当社は海外売上高比率が約90%にも達する超グローバル企業であり、海外における事業規模が非常に大きいことが特徴。自動車用途向け小型モータが売上高に占める割合が約77%にも達しており、自動車業界の好不調に業績を左右されやすい事情もある。
✔最終利益と利益率
マブチモーターの純利益は2020年まで減少傾向であったが、同年以降は増益傾向に転換。2023年には純利益194億円まで回復を遂げた。営業利益率は2016年頃には17%と高水準であったが同年以降は減少、2024年は11%となっている*3。
*3:当社は1954年の創立から連続70年間に渡って営業利益を確保し続けている。事業環境によって利益率は変動するものの、黒字体質を長年に渡って堅実に維持してきた歴史がある。
✔自己資本比率と純資産
マブチモーターの自己資本比率は長期的に90%前後の超高水準で安定しており、財務基盤は極端なまでに健全な無借金経営を貫いている*4。純資産は2020年まで2,400億円レベルで横ばいであったが、同年以降は増加傾向にある。

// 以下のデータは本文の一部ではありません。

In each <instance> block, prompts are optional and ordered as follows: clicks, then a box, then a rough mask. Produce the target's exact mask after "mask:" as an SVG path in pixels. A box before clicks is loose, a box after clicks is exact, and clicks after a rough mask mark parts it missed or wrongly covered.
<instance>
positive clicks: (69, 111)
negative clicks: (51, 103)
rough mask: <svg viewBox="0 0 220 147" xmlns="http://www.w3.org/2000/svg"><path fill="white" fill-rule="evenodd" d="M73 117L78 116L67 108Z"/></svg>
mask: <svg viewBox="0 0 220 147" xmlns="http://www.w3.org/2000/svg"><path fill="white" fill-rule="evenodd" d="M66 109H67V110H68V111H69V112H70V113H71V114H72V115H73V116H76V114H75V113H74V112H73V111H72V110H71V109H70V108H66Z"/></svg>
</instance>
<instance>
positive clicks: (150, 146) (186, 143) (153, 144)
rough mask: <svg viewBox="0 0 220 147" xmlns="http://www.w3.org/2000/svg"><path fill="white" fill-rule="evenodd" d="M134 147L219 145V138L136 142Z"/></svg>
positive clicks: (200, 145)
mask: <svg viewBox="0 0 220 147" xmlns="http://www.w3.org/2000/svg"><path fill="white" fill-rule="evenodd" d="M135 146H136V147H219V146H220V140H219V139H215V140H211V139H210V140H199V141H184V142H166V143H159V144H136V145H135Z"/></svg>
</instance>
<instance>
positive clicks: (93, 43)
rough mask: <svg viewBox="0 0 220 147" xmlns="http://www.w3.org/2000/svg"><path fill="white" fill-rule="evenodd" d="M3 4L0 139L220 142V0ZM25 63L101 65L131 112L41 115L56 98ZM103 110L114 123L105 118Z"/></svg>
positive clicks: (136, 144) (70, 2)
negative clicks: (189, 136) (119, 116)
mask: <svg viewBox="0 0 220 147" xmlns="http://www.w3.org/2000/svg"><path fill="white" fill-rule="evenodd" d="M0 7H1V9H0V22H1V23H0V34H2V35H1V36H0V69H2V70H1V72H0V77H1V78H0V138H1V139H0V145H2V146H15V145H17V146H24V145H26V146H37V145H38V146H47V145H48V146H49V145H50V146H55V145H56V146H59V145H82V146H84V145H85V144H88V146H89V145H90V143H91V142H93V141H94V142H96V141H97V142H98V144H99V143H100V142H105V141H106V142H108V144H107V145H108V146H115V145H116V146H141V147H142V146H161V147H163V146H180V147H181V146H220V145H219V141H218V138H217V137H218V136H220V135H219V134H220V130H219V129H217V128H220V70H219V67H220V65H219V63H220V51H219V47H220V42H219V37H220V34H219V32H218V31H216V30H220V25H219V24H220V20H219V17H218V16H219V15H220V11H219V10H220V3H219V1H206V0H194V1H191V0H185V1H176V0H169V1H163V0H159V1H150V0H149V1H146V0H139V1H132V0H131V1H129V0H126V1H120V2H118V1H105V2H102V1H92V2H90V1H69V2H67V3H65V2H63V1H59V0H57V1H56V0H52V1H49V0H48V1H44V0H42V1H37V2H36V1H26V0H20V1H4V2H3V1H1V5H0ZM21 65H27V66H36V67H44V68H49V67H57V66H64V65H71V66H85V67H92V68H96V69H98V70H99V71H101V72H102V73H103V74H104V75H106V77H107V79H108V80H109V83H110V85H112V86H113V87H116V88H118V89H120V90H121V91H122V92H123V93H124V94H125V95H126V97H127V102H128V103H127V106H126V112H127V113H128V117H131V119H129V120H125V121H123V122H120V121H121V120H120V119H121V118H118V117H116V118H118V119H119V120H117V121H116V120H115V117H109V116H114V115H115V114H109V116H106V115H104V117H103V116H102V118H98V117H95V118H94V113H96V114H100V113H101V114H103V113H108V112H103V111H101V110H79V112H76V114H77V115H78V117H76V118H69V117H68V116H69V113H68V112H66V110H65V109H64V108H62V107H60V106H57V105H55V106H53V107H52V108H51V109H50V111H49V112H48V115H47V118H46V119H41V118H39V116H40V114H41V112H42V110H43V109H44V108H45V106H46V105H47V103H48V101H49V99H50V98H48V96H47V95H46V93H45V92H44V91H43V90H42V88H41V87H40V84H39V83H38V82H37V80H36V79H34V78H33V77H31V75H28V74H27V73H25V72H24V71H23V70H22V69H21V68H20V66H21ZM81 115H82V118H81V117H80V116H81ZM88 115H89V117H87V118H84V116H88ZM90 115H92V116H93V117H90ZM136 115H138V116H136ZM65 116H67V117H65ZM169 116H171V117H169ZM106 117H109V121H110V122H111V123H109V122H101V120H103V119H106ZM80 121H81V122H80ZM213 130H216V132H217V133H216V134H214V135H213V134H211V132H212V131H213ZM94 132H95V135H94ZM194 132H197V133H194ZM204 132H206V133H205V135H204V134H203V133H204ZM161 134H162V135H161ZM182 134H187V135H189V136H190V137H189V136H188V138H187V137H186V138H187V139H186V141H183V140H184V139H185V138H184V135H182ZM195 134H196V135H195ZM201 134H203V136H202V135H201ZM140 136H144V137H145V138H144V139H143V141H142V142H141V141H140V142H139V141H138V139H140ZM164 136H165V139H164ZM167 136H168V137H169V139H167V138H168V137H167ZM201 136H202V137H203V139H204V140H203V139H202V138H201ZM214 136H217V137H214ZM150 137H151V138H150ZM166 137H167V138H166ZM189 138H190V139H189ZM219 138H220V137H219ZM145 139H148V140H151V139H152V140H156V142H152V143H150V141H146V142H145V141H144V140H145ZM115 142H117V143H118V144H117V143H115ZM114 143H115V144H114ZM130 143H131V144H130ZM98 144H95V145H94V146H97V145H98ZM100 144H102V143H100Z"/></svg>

*4:当社は社是として無借金経営を志向しており、負債拡大を極端なほど回避する傾向がある。いかなる事業環境であっても従業員の雇用・顧客への供給・株主への配当を維持するための財務基盤を構築することを最優先としている。
社員の待遇
✔平均年収と平均年齢
マブチモーターの平均年収は2020年から2023年は680万円前後に後退したが、2024年には721万円まで上振れしている。総合職の場合、30歳で年収520万〜590万円、課長職レベルで年収850万~920万円ほどが目安となる。平均年齢は44.6歳と大手企業の標準的な水準。
✔従業員数と勤続年数
マブチモーターの単体従業員数は2023年まで820人~840人ほどで推移していたが、2024年は896人にやや増加。子会社や関連会社の従業員も含めた連結従業員数は1.80万人ほど。平均勤続年数は17年~19年ほどの高水準で安定しており、従業員の定着は良い。
総合評価
企業格付け:B
■業績動向
減益傾向から脱出に成功。米中貿易摩擦・COVID-19の逆風によって2017年頃から減収・減益が続いていたが、2021年に至って反転に成功。主要顧客である自動車メーカーは今なおサプライチェーン混乱に苦心しているが、為替レートの円安推移によって当社の業績は追い風を享受。生産全盛期の売上高・利益には今なお届かないが、まずは業績好転を祝するフェーズか。
■財務体質
最高峰。社是として無借金経営に強くこだわっているだけあり、自己資本比率は90%以上という圧巻の水準。ここまで健全でなくとも「従業員の雇用・顧客への供給・株主への配当を維持」することは可能ではあるのだが、もはや手段と目的が逆転している程の健全ぶりである。創業以来70年に渡って営業黒字を確保し続けてきた安定性も考えれば、倒産リスクとはまったく無縁レベルである。
■ビジネス動向
経営理念「国際社会への貢献とその継続的拡大」を固守。海外展開の目的が「事業成長」ではなく「進出国との共存共栄・社会貢献」という珍しい企業であり、1960年代から社是として海外展開を推進してきた。2016年にメキシコ工場、2020年にポーランド工場を稼働開始させており、国際分業体制の確立による競争力拡大を更に推進。
就職格付け:B
■給与水準
平均年収721万円(2024年)と中堅メーカーとしては恵まれた水準。2018年頃までは730万円前後であったが、業績後退によって給与水準もやや減。とはいえ、総合職ならば30歳で520万〜590万円となり、課長職レベルで年収850万~920万円ほどには達する。平均年齢44.9歳と年齢構成もやや高めであるため、そこも割り引いてみておく必要があろう。
■福利厚生
まずまず。家賃補助制度はないが、若手社員のうちは独身寮に格安で入居できる。また、本社が千葉県松戸市で家賃相場も安いため不満も少ない。社員食堂は300円~500円の格安価格で提供されており昼食代負担も重くない。年間休日127日と休みが多いうえ、リフレッシュウィーク休暇によって5日連続の有休取得が年1回可能。副業可。
■キャリア
事務職・技術職の2職種制。国内拠点は本社のみであるため、転勤リスクとは無縁。海外売上高比率90%かつ生産拠点はすべて海外に集中しているため、海外赴任・海外出張のチャンスは豊富。年功序列とは無縁であり、最速出世組は20代で管理職・30代で部長級・40代で役員にまで昇格する。